Perpetrator images as documentary, evidentiary, and affective
Two-day workshop.
Perpetrators have long contributed to the visual documentation of their crimes, from Nazi images of the Holocaust to lynching photographs in the US South. At times, perpetrators have gone to great lengths to record their own activities and to photograph their victims, as we have seen in Cambodia (S-21), Syria (the Caesar files), Iraq (Abu Ghraib), and Guatemala (National Police Archive), among too many other examples.

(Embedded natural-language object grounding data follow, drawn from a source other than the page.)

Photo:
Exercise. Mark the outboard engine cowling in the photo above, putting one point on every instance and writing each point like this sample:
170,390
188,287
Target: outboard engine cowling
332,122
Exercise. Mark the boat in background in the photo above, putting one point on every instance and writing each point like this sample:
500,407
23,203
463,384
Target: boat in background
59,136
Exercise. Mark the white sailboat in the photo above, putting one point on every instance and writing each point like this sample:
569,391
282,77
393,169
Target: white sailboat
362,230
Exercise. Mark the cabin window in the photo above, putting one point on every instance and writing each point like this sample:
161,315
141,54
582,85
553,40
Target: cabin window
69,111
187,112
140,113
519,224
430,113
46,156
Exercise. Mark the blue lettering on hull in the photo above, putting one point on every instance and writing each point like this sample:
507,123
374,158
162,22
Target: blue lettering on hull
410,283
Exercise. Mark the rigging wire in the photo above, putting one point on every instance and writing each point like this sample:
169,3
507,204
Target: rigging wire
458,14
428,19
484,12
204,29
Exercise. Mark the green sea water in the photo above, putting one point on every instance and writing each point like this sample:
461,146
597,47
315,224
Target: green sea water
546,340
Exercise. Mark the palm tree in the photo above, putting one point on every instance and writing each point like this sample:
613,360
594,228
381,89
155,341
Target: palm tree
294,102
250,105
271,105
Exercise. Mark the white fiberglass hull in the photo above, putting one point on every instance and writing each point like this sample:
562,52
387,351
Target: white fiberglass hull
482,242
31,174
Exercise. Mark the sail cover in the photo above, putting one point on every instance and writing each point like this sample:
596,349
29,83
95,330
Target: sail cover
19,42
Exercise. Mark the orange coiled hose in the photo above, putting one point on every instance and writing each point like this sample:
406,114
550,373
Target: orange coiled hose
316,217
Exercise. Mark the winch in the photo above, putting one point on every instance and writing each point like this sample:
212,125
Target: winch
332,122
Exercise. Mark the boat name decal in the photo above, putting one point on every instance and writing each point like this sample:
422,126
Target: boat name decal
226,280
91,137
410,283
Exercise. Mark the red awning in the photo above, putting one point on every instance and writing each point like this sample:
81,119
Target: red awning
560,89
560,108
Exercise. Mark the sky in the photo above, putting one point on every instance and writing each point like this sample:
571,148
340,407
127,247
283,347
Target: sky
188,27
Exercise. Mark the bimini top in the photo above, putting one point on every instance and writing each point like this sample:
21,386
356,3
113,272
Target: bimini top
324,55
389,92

As camera technologies have advanced and proliferated, new forms of these images have emerged, including live-streamed terror attacks, bodycam and dashcam footage of police encounters with civilians, footage generated in the course of operating weapons, phone camera accounts of wartime atrocities made by fighters themselves, and surveillance images of various sorts. These images document violence, yet often the images are part of that very violence. While serving numerous purposes for the perpetrators, these images are also repurposed for justice and accountability, collective memory, and truth-finding. At the same time, they pose important political and ethical dilemmas when considering how to store, share, show, view or even delete such images.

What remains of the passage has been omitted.